L’espèce la plus polluée est logiquement l’orque, superprédateur consommant des prédateurs, et donc située au sommet de la chaîne alimentaire. Elle est en tête pour tous les polluants. Ensuite vient le lion de mer. En troisième position on trouve l’ours polaire. Le béluga est, sauf l’exception citée ci-dessus, l’espèce la moins polluée des quatre, pour la majorité des polluants et régions étudiés. Les raisons de ces variations entre espèces ne sont pas détaillées, elles sont probablement liées aux différences dans les régimes alimentaires et à divers facteurs environnementaux.

Cas particulier : La baleine franche, Balaena mysticetus, est de loin la moins contaminée de toutes les espèces étudiées, du fait de sa position trophique basse, son régime alimentaire étant constitué essentiellement de zooplancton et de petits poissons.

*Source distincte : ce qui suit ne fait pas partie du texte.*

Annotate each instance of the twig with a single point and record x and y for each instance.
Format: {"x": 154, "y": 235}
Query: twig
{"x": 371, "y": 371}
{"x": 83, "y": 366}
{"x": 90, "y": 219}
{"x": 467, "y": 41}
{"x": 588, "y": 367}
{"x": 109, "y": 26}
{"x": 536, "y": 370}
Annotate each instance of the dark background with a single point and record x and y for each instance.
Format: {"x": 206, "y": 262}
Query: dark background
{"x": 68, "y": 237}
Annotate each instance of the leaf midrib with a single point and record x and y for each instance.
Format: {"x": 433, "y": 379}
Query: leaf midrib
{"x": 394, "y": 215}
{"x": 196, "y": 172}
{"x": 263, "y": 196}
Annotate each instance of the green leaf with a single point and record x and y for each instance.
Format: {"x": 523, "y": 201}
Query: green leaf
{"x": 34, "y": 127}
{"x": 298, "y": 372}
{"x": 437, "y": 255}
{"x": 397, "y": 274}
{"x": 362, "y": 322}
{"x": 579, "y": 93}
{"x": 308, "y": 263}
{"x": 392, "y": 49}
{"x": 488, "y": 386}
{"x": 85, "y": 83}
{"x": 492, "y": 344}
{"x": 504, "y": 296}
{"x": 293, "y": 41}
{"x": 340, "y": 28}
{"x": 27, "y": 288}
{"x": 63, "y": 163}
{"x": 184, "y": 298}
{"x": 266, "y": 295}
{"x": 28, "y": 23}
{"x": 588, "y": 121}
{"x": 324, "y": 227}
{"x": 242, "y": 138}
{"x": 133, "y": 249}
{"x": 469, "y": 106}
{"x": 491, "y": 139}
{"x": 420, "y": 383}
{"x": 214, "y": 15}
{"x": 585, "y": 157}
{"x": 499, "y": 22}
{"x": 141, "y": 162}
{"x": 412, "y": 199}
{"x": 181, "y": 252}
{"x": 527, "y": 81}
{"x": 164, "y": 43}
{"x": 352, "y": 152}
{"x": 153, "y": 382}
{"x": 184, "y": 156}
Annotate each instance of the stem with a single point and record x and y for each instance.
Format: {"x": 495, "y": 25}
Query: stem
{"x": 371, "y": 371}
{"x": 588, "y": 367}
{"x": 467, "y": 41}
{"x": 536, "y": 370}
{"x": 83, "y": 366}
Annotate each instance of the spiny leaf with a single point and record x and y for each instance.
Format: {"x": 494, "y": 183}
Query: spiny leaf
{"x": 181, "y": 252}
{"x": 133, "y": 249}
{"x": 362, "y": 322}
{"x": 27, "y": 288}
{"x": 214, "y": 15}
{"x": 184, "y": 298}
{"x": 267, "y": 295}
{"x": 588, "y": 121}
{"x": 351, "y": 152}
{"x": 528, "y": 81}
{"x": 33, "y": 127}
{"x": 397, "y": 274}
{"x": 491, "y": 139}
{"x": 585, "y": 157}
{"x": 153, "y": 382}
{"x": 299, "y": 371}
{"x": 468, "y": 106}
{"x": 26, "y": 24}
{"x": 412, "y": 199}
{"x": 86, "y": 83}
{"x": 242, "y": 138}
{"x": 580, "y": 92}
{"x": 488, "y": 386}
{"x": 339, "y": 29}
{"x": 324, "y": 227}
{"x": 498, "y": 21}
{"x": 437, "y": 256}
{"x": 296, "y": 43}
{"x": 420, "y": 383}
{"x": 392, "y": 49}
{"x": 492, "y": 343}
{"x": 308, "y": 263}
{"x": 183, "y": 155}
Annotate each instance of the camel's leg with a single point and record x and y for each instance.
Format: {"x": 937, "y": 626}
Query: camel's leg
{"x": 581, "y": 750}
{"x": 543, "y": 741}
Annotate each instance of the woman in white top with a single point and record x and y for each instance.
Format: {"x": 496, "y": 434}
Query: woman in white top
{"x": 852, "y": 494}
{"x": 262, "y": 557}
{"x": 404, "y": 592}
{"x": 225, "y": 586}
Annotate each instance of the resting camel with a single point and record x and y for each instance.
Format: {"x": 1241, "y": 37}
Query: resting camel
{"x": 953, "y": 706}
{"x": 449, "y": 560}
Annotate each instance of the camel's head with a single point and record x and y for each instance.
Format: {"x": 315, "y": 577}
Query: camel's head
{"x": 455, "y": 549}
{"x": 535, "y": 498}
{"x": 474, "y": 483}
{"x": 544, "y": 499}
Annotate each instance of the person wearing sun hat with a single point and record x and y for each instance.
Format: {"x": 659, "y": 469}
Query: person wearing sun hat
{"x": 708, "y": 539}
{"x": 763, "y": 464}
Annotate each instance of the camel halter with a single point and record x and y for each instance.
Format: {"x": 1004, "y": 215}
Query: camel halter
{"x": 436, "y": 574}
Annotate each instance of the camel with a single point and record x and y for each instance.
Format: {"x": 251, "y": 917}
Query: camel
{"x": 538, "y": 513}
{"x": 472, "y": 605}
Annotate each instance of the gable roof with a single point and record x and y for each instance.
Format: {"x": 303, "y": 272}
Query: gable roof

Aucun signe de dysfonctionnement physiologique dû aux polluants n’a été constaté chez cette espèce mais elle a été moins étudiée que les autres.

Il ressort des études recensées dans l’article que les espèces les plus menacées par les POP organohalogénés sont :

  • les ours polaires de l’est du Groenland, du Svalbard et de l’est et du sud de la baie d’Hudson ;
  • les orques de l’Alaska et du nord de la Norvège ;
  • le phoque annelé de l’est du Groenland ;
  • plusieurs espèces de goélands et autres oiseaux marins de la région du Svalbard, du nord de la Norvège, de l’est du Groenland, de la mer de Kara et de l’Arctique central canadien ;
  • l’omble chevalier arctique ;
  • le requin du Groenland.

Les polluants organiques persistants sont des facteurs de stress importants pour les espèces animales arctiques mais d’autres stress d’origine humaine ajoutent leurs effets négatifs et l’interaction de l’ensemble des facteurs est encore à approfondir dans un contexte de changement climatique.

Isabelle Gomez, INIST-CNRS

[1]Substances toxiques qui résistent aux dégradations biologiques naturelles et persistent plusieurs années ou décennies dans l’environnement.

[2]Congénère fait référence en chimie à l’une des nombreuses variantes ou configurations d’une même structure chimique.